На русском с акцентом
07.05.10 11:16 | Добавить в избранное
Ах, как же прекрасно я врала! Как вдохновенно, умело, волшебно, бесстрашно, ярко, залихватски и безоглядно врала, впервые приехав на три долгих летних месяца в папин родной Брянск! Лучшие вруны Европы и обеих смешных Америк рядом со мной выглядели жалкими дилетантами, способными разве что слопать грустную сизую сливу, а потом долго и неумело отпираться.
Ну, а что вы хотите? У меня не было другого выхода. Выкручивалась, как могла.
Если ты родилась в Махачкале и прожила там все свои 7 лет, как юный нахальный кактус, то очень странно бывает попасть туда, где положено расти то березкам то рябинам и кусту ракиты над рекой, если вы понимаете, о чем я.
Тебя вдруг выдергивают из грядки, где ты торчала рядом с другими такими же, запихивают сначала в самолет, потом в поезд и везут в совершенно незнакомый город. А там, на вокзале совершенно незнакомого города на тебя вдруг накидываются совершенно незнакомые люди и тискают, называясь родней.
Они вроде не врут, но тебя не оставляет подозрение, что тут какая-то ошибка. Потому что они все светло- и прямоволосые и «г» у них какое-то фрикативное – «Хахарин», «деньхи», «хде ваш бахаж?», а у тебя спутанные темные кудряшки и «г» звонкое, непримиримое и вызывающее. Такие родственники разве бывают? Родственники – они похожие. А похожие остались там, в Махачкале.
Папина родня жила на самом краю Брянска, в районе с сиротским названием Бежица. Это была не очень длинная улица. Вдоль нее одноэтажные частные домики (за каждым – непременно сад-огород), а затем поле, за полем лес, а за лесом уже и непонятно что. И вся эта недлинная улица сбежалась смотреть, как «к Анохиным «черная» приехала».
Черная – это была я. Мало было кудряшек, так на меня еще в мае густо налипал загар. И он в непрогретом бледнокожем, зябнущем Брянске выглядел беспардонным вызовом, бьющей в глаза экзотикой. Я была не негр, но что-то очень близкое к тому. И от меня ждали… Не знаю, чего именно, но соответствующего, необычного, чтобы ахать и таращить глаза – «бывает же на белом свете такое…».
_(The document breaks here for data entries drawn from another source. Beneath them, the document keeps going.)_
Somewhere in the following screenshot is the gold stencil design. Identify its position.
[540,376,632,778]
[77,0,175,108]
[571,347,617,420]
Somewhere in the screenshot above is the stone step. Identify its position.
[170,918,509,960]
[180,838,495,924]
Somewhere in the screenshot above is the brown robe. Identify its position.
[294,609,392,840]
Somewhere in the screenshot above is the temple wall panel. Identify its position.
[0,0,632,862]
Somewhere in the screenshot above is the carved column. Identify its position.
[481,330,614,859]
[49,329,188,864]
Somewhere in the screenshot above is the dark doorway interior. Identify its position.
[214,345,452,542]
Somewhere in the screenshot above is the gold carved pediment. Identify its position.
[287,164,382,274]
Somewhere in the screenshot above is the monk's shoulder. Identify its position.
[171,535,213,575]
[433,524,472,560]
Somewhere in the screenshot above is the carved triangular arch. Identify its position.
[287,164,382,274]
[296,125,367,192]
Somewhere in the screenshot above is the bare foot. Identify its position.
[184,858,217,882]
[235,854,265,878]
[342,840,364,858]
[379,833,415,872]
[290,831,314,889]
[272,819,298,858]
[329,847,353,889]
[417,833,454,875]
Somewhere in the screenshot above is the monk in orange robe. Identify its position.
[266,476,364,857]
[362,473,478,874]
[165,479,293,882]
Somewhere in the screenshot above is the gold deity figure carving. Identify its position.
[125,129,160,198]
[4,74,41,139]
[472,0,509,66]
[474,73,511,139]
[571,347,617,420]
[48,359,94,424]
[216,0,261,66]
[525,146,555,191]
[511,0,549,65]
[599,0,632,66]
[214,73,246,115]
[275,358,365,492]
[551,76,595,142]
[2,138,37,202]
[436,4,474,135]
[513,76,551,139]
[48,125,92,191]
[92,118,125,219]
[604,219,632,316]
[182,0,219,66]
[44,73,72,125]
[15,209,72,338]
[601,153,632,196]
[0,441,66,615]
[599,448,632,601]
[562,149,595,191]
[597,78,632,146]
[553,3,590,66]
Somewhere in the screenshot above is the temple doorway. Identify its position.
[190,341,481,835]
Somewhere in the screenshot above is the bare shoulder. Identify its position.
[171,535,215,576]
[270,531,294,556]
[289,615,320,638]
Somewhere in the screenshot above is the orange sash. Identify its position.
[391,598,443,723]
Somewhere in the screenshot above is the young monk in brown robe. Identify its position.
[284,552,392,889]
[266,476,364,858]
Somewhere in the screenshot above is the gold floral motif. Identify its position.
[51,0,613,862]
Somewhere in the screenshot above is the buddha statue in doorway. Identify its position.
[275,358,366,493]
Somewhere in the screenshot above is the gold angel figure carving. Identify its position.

Вы знаете, что это – ожидания на тебе направленные и страх эти ожидания не оправдать? Ну вот. Так что по вечерам на нашем крылечке собиралась мелюзга и я врала про Дагестан. Врала так, что меня водили показывать соседней улице и там я тоже врала.
Я рассказывала им о городе, где на жарких улицах густо рассажены верблюды и старики, продающие ковры-самолеты, а любой пацан учится ходить, опираясь на отцовский кинжал, где на набережной стоят наглые осетры, сложив на груди татуированные плавники, и присвистывают вслед красавицам в шальварах и чадре. Я говорила им про море и знакомого тюленя, который в нужный час приплывает и катает меня на мокрой своей спине. Что тетю моей подруги Зайнабки похитил джигит, такой же, как на дядьволодиных папиросах «Казбек» а перед этим аккуратно завернул ее в купленный в «Культтоварах» ковер с оленями. Что в соседнем дворе, где пасутся куры, в темном и сыром проеме между сараями, живет аждаха и лопает куриный завтрак – кукурузные твердые зерна и неосторожных детей с их конфетами.
В моих рассказах орлы в бурках и папахах квартировали на нашей крыше, школы балансировали на макушке самой высокой горы, и к ним по настоящему леднику карабкались смелые дети. А слабаки срывались вниз и тонули в море вместе со своими портфелями. Они медленно и красиво опускались на самое дно, где уже ждали юркие прозрачные креветки и в их дневниках красные учительские замечания типа «забыл тетрадь» или «вертелся на уроке чистописания» расплывались, и ничего уже было не разобрать.
Сопливые слушатели восхищенно сопели и ежились. Поди знай, что в этом непонятном Дагестане - который даже неизвестно где - происходит. И только когда я дошла до виноградников, куда мою сестру-студентку скоро отправят на практику, все возмутились – «На ВИНОГРАД??? Брешешь!».
У них отправляли на невкусную, грязную картошку.
У них очень поздно темнело.
У них в середине июля я спала под тяжелым ватным одеялом.
У них все было не так!
Я так и думала, категориями – «у них» и «у нас». Там и лес не такой, как в Тарках, куда каждое воскресенье мы лезли с папой, и речная вода не держала, норовила снести в сторону, а в куклы они «гуляли», когда у нас во дворе даже самый маленький, четырехлетний Абдульчик знал, что правильно говорить - «играли».
Впрочем, куклы были неактуальны. С девочками я не очень сошлась. Они были непривычно тихие и не знали правила, на котором меня воспитывали - «у нас в четвертом поселке – задний не включают!». Из-за этого «задний не включают», из-за чести никому не известного четвертого поселка, из-за Дагестана, где все с кинжалами и без страха, я чуть не утопла в Десне, не желая кричать «помогите!», упрямо лезла за яблоками в колхозный сад, который охранял грозный дед Колян с ружьем наперевес, и многое прочее, о чем сейчас даже и не вспомню.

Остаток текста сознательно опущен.